Intradiscal Electrothermal Therapy
Intradiscal electrothermal therapy (IDET) is a minimally invasive procedure for treating lower-back pain caused by worn spinal discs. IDET uses a heating device on the affected disc; the heat that it generates destroys nerve fibers, toughens the disc's tissue, and repairs small tears. IDET is usually performed only after discography or other diagnostic testing indicates that a patient may benefit from it.
Candidates for Intradiscal Electrothermal Therapy
Candidates for IDET are at least 18 years old. They have lower-back pain that originates in the discs, and is exacerbated by sitting. IDET is an appropriate treatment when back pain has persisted for several months, and remains unresponsive after 6 or more weeks of nonsurgical treatments.
The Intradiscal Electrothermal Therapy Procedure
IDET is performed using a combination of sedation and local anesthesia. To prevent infection, antibiotics are administered, either intravenously or through injection, during the procedure. Fluoroscopy is used to enhance visualization as a catheter and heating device are inserted into the disc.

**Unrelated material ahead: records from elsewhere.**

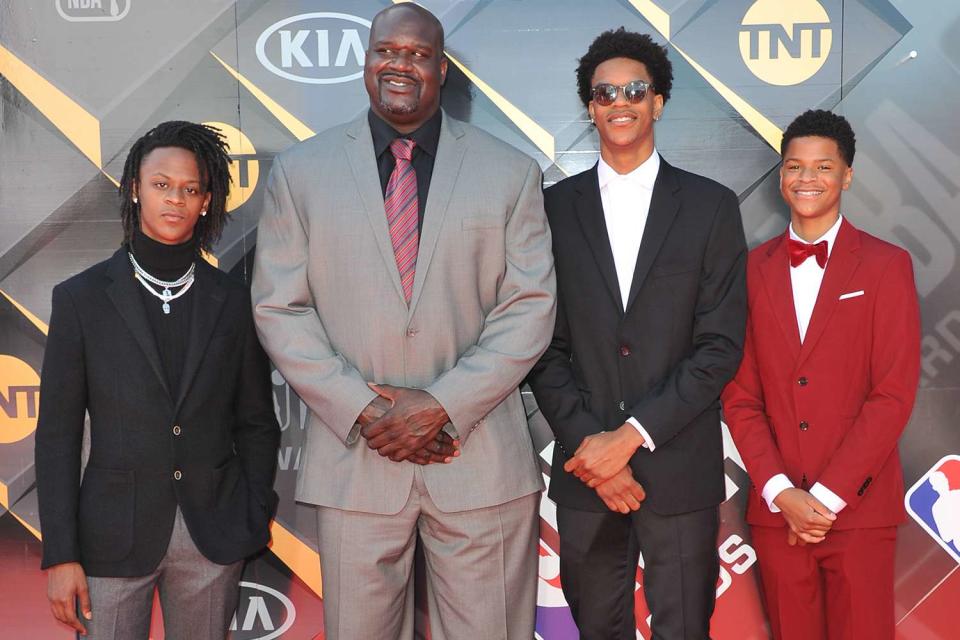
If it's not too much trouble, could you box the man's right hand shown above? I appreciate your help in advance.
[595,466,647,513]
[47,562,93,636]
[773,488,837,544]
[357,396,460,464]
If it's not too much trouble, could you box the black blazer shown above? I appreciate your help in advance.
[36,248,280,577]
[528,158,747,514]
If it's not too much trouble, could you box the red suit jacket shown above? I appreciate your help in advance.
[722,219,920,529]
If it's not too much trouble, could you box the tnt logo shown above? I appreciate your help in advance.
[740,0,833,86]
[256,13,370,84]
[0,355,40,444]
[904,455,960,562]
[204,122,260,212]
[54,0,133,22]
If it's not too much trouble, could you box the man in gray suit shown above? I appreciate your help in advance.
[253,4,555,640]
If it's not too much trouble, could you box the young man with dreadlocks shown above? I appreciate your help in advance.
[36,122,280,640]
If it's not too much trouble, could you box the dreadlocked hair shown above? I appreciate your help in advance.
[120,120,231,252]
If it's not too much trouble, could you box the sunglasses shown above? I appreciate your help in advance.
[590,80,650,107]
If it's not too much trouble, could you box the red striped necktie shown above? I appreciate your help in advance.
[384,138,420,304]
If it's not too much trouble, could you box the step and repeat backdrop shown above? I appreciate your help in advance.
[0,0,960,640]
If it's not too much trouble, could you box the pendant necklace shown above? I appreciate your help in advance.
[127,252,197,315]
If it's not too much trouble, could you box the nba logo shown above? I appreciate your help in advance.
[904,455,960,563]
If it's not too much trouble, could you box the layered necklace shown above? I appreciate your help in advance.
[127,252,197,315]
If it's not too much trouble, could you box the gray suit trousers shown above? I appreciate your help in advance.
[317,466,540,640]
[78,509,243,640]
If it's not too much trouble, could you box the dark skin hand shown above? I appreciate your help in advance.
[563,422,643,489]
[47,562,93,636]
[596,467,647,514]
[357,396,460,464]
[773,488,837,546]
[360,383,460,464]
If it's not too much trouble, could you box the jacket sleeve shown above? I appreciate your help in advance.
[628,190,747,455]
[425,160,556,443]
[234,292,280,515]
[721,304,786,497]
[527,282,604,457]
[251,156,377,446]
[34,285,87,569]
[818,251,920,509]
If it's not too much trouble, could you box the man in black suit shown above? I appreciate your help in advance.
[36,122,280,640]
[529,28,747,640]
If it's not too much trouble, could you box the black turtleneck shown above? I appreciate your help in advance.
[130,229,199,392]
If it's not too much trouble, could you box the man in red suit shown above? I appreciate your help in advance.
[723,111,920,640]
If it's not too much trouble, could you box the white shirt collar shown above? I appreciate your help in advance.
[788,215,843,257]
[597,148,660,191]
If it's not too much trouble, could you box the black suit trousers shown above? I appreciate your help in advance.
[557,505,720,640]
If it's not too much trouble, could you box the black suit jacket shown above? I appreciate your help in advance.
[36,248,280,577]
[529,159,747,514]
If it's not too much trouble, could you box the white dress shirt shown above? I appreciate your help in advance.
[761,216,847,513]
[597,149,660,451]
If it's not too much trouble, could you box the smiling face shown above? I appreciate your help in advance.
[363,5,447,133]
[587,58,663,170]
[134,147,210,244]
[780,136,853,231]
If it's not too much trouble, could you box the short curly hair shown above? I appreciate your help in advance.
[780,109,857,167]
[577,27,673,106]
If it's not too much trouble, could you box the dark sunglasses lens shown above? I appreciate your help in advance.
[593,84,617,107]
[623,80,647,104]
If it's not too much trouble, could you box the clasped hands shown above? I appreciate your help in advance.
[357,383,460,464]
[773,488,837,546]
[563,423,647,513]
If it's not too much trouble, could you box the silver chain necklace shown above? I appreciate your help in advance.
[127,252,197,315]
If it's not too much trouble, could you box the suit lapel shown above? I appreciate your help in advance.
[760,234,800,362]
[627,158,680,313]
[404,113,467,317]
[573,165,623,315]
[174,260,227,414]
[107,247,172,399]
[345,111,406,304]
[797,220,860,365]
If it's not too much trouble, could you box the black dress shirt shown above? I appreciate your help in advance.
[367,109,442,230]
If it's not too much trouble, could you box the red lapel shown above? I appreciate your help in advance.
[760,232,800,362]
[796,219,860,366]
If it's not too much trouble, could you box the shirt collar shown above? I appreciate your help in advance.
[787,215,843,258]
[367,109,443,158]
[597,148,660,191]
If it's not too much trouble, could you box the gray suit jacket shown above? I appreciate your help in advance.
[252,113,556,514]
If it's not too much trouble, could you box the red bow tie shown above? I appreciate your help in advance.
[790,238,827,269]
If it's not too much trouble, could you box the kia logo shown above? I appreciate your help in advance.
[257,13,370,84]
[230,582,297,640]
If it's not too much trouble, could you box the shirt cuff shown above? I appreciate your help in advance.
[760,473,793,513]
[810,482,847,513]
[627,418,657,451]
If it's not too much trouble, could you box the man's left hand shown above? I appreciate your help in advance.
[360,383,450,462]
[563,422,643,488]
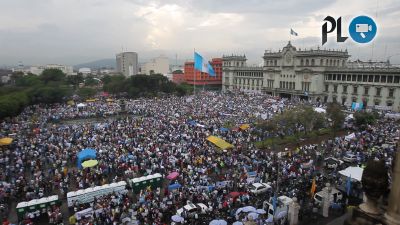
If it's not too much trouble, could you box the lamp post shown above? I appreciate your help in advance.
[385,145,400,225]
[322,183,332,217]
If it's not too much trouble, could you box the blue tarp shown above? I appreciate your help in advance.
[219,127,229,132]
[247,171,257,177]
[77,148,96,169]
[168,183,182,191]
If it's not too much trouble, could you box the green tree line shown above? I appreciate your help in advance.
[0,69,191,119]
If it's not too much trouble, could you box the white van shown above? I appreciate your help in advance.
[263,195,293,219]
[314,188,343,204]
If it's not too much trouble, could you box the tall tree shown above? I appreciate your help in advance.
[326,102,345,136]
[40,69,65,84]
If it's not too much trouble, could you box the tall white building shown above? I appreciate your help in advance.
[27,64,74,75]
[222,42,400,111]
[116,52,139,77]
[141,56,169,75]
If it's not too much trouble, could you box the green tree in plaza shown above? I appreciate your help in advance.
[354,111,379,127]
[295,105,325,134]
[85,76,99,86]
[326,102,345,136]
[40,69,65,84]
[15,73,43,87]
[77,87,97,99]
[67,73,84,89]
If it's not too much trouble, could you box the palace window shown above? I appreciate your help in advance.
[368,75,374,82]
[375,88,381,96]
[364,87,369,95]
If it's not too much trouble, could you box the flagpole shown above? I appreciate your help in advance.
[193,48,196,97]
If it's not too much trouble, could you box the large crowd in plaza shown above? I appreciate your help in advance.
[0,92,400,224]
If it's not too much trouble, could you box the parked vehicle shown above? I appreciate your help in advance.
[324,157,344,169]
[249,183,272,195]
[343,153,357,163]
[263,195,293,219]
[176,203,209,216]
[314,188,343,204]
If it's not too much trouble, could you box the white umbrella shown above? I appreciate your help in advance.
[257,209,267,214]
[247,212,258,220]
[276,211,287,219]
[210,220,228,225]
[242,206,257,212]
[235,208,243,215]
[171,215,184,223]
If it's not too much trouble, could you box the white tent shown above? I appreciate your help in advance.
[339,166,364,181]
[346,114,354,120]
[344,133,356,141]
[314,107,326,113]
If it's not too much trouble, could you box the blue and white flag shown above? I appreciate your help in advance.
[351,102,364,111]
[272,193,278,214]
[194,52,215,77]
[290,28,299,36]
[346,175,351,196]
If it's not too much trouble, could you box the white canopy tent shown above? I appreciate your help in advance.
[339,166,364,182]
[314,107,326,113]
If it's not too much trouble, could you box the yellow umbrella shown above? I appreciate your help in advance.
[0,138,13,145]
[82,159,99,168]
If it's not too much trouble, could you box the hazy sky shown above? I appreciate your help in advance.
[0,0,400,66]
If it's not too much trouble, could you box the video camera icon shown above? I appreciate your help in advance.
[356,24,372,38]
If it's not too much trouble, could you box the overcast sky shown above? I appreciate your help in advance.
[0,0,400,66]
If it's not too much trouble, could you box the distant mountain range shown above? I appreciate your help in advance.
[74,59,116,70]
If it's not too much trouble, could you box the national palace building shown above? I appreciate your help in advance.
[222,42,400,111]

The heating device, which reaches roughly 149 degrees Fahrenheit, is placed around the external coating of the disc to break down the nerve fibers, strengthen disc tissue and seal small tears.
Recovery from Intradiscal Electrothermal Therapy
For the first few days after IDET, pain may increase, but then subside. To ensure optimal back function, physical therapy is necessary for a month or two following the procedure. For the first few months after IDET, patients must refrain from bending, sitting for extended periods, or lifting heavy objects. Patients are usually advised to wait at least 6 months before resuming strenuous activities.
Risks of Intradiscal Electrothermal Therapy
Although IDET relatively safe, its risks include adverse reaction to anesthetic or medication; nerve damage; disc infection; and disc damage.